Earlier this week The Herald revealed that party president Michael Russell was facing a challenge for his role from party activist and land reform campaigner Graeme McCormick.

This morning Mr McDonald told The Herald why he believed SNP members should vote for him to remain party treasurer citing his securing of new auditors.

"After securing new auditors and helping to steer the party through that audit process, I have a clear idea of how we can improve internal party processes.  Along with colleagues, I’ve started on that job – and want to see it through," he said. 

A series of major financial challenges faced the party in April when Mr McDonald became national treasurer.

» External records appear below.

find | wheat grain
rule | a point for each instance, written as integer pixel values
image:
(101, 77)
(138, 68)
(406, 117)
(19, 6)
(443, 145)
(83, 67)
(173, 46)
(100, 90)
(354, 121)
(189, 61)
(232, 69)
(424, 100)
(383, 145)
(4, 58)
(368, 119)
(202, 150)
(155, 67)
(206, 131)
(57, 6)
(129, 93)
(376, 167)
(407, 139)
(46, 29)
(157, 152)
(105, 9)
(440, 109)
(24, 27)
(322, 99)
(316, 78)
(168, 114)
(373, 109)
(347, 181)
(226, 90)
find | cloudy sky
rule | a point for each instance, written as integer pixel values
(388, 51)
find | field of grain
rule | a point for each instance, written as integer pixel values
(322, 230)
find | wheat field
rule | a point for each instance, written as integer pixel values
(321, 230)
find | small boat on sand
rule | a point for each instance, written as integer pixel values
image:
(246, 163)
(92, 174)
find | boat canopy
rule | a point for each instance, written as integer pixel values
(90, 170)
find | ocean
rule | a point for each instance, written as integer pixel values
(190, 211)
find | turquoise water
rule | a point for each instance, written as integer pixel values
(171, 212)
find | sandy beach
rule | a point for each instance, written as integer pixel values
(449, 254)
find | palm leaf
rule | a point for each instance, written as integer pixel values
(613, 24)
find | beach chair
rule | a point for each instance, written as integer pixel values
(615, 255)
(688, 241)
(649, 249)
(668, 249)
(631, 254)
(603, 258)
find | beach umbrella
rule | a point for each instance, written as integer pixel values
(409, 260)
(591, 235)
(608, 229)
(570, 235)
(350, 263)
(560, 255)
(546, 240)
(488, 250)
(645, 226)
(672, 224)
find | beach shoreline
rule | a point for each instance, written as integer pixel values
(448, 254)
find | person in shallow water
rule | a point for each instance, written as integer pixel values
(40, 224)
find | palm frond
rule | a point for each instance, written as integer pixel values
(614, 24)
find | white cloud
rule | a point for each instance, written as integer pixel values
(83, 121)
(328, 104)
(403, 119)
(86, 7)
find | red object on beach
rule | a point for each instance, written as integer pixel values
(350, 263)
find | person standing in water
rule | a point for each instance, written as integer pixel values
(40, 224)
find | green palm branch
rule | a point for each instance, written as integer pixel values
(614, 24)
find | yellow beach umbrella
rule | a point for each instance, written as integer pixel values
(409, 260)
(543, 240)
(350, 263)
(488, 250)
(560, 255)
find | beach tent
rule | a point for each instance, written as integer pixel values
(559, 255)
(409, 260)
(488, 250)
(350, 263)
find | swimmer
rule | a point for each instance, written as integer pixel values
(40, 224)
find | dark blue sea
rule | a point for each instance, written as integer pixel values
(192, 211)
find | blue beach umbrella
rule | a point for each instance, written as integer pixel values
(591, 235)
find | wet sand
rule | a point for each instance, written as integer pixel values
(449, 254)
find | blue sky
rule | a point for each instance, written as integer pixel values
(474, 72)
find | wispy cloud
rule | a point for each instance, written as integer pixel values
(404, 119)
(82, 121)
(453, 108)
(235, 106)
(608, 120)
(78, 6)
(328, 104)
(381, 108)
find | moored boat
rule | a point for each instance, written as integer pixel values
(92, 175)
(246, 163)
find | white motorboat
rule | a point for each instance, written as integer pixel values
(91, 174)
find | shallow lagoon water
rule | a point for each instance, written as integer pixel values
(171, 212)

New accountants to audit the party's accounts had to be found after longstanding auditors Johnstone Carmichael quit in September last year; the party at Westminster had to submit its accounts by May 31 or lose £1.2m in public money known as short money; and in addition the party had to file its accounts to the Electoral Commission by July 7 or be fined.

READ MORE: SNP president Michael Russell faces challenge from party activist

SNP bosses were initially unable to a find replacement auditors before Manchester-based firm AMS Accounting agreed to take on the job on 3 May, with both sets of accounts submitted by the deadlines.

The SNP’s audit of accounts was limited after documents relating to cash and cheques for membership payments and donations “were not kept by the party”.

However, the party's accounts to the Electoral Commission were signed off by the auditors under a "qualification" as some paperwork was missing.

The SNP insisted at the time that the qualification was down to “administrative processes” and said there was no suggestion of misappropriation of funds.

Mr Beattie, MSP for East Lothian and Musselburgh, stepped down from the role of SNP national treasurer after he was arrested and released without charge pending further investigation during the long running police investigation Operation Branchform into the party’s finances.

Former first minister and SNP leader Nicola Sturgeon and her husband Mr Murrell was also arrested and questioned on separate occasions, in June and April respectively, before being released without charge. Ms Sturgeon later insisted she was innocent of any wrongdoing.
Operation Branchform centres on how more than £600,000 in donations to the party earmarked for an independence referendum was used.

Mr Beattie, who was treasurer from 2004 to 2020 and again from 2021, also quit his role on Holyrood’s public audit committee until the police conclude their investigation.

Before his election to Westminster, Mr McDonald was head of information at the Yes Scotland campaign group prior to the 2014 independence referendum and worked as a public affairs officer for the Coalition for Racial Equality and Rights.

On taking up the role, he said: “While it is a difficult and challenging time, I look forward to getting on with the job of national treasurer to help take forward the important work being led by our new party leader, Humza Yousaf, to improve the SNP’s governance and transparency.

“I’ve no hesitation in stepping forward when asked to do my part in keeping our party firmly on a campaign footing as the case for Scottish independence becomes more compelling that ever.”